We are in a mid-sized enterprise environment and are looking at forcing specific passwords for all users. I've found nothing recent or relevant about this.
Justification:
The main reason is to ensure that personal passwords (often compromised) are not used in our environment. Go ahead and use your LinkedIn password for your bank account, just keep it out of my environment.
IT is familiar with generating long, full charset, but still highly memorable passphrases. Whereas a user facing a 14 character minimum might immediately forget what they just entered. correct horse battery staple, baby!
Entropy. What's better than generating your own passphrase? Having a password nerd admin who knows what "random" actually means do it for you.

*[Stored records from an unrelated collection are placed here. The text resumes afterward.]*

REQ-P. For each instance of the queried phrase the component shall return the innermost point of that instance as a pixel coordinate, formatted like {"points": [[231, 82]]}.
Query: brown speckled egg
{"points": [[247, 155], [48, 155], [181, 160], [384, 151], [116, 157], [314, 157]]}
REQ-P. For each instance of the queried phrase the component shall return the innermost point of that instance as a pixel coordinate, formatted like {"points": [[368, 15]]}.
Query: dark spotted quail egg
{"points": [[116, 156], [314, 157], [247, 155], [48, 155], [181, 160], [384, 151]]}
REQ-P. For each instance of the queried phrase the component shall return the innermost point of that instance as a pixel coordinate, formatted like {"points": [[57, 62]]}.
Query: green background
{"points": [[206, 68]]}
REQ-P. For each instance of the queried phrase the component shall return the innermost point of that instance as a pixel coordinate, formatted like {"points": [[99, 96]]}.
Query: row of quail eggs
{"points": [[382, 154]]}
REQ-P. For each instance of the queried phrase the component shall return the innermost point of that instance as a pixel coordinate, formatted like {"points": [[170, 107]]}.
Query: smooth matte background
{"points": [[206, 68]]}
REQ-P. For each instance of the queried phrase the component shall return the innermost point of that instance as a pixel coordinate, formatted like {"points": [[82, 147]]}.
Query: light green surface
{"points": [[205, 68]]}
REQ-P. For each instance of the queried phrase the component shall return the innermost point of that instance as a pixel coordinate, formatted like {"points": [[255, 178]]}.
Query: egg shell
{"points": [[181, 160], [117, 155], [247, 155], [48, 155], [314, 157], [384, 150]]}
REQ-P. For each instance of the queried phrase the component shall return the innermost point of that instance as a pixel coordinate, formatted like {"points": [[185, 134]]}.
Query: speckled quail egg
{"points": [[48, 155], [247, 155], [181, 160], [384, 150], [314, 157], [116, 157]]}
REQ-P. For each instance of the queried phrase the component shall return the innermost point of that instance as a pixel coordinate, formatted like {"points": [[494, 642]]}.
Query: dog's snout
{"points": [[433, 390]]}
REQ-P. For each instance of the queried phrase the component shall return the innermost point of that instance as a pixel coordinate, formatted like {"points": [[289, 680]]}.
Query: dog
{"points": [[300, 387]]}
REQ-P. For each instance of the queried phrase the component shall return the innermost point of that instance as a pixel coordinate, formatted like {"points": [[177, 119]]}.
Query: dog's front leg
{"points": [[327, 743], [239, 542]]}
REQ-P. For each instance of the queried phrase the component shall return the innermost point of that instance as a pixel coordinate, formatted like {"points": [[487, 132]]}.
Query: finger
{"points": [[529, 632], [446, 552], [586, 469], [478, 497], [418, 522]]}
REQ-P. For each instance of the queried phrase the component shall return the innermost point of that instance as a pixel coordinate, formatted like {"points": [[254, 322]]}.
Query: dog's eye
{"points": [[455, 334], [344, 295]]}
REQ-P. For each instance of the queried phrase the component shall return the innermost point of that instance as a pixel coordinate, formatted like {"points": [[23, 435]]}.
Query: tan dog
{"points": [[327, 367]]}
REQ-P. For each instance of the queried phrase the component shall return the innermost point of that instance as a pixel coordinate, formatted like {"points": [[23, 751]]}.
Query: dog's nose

The company culture supports it. Users are coddled. Help Desk staff keeps an encrypted list of passwords because users assume we can log in as them on a whim. In our case, the risk of someone in IT setting the world on fire doesn't lessen by setting passwords. That risk is inherited by the trust bestowed upon us by users. They want (ugh, need) IT to have their password.
Microsoft has just changed their tune about password expiration policies, placing more weight on length and charset. More of a selling point to the change. "Ok you don't have to change your password as often, but in exchange, we're going to set a secure one for you"
All accounts still sit behind MFA, maximum login attempt policies, etc. No reason to stop using common sense now.
This all reeks of a "we know better than you" mentality but other than that, what are the pros and cons?